About Inheritance Tax
Any phrase that contains the word tax is bound to be an unpopular, but unfortunately tax is something we all have to accept and get on with. When it comes to ‘inheritance tax’ though, the lack of knowledge that surrounds this particular topic is often quite surprising – hopefully we’ll be able to help you understand the basics.
Simply, when a person dies, if their estate totals more than £325,000, the assets that make up the estate – such as property, investments and savings – are subject to taxation. Not everyone pays inheritance tax, however, which is why it is important to keep the £325,000 figure in your mind. This is the inheritance tax threshold that is currently in place. Anyone who has assets totalling less than that amount will not be taxed; anyone with an estate of more than that will be.
Inheritance tax is simply a tax on money and possessions that you leave behind after you die. It also affects ‘gifts’ that you leave during your lifetime.
As it stands the tax free inheritance allowance of £325,000 is expected to remain the same until 2015.
You may well be wondering: ‘If I’m no longer around, how and who will pay the tax bill on my estate?’ Put simply, the inheritance tax bill will be paid by the executor of your estate, with the tax generally being paid using funds from your estate and assets. An estate consists of everything you own, less debts that are still in effect, such as a mortgage and funeral expenses.

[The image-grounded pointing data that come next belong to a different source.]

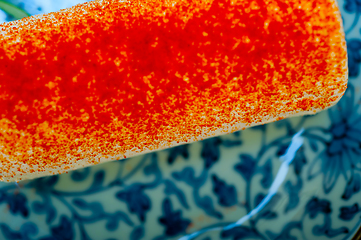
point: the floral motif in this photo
(204, 187)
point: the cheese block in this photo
(112, 79)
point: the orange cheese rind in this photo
(107, 79)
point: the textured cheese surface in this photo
(112, 79)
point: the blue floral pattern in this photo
(221, 188)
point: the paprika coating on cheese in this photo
(110, 79)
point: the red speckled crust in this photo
(109, 79)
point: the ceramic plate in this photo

You may also ask: ‘If I sign over some of my assets to family members before I die, will I still be hit with inheritance tax?’ The answer to this depends on what you intend to give as a gift and the timing of your actions. For instance, even if the value of your estate is over the threshold, there are ways in which you could pass on assets without having to pay inheritance tax. One of the most common ways is utilising ‘potentially exempt transfers’. Often referred to as ‘PETs’. If you survive for more than seven years after making a ‘gift’ to someone, the gift is usually exempt from inheritance tax no matter what the value. If you die within seven years. however, the person who received the gift may be liable for taxation on it. This is why it is important to plan and prepare for inheritance tax early. Other ways you can pass on assets without having to pay the tax is through business, woodland, heritage and farm relief; wedding and civil partnership gifts; charity exemptions; spouse or civil partner exemptions, and small gift exemptions.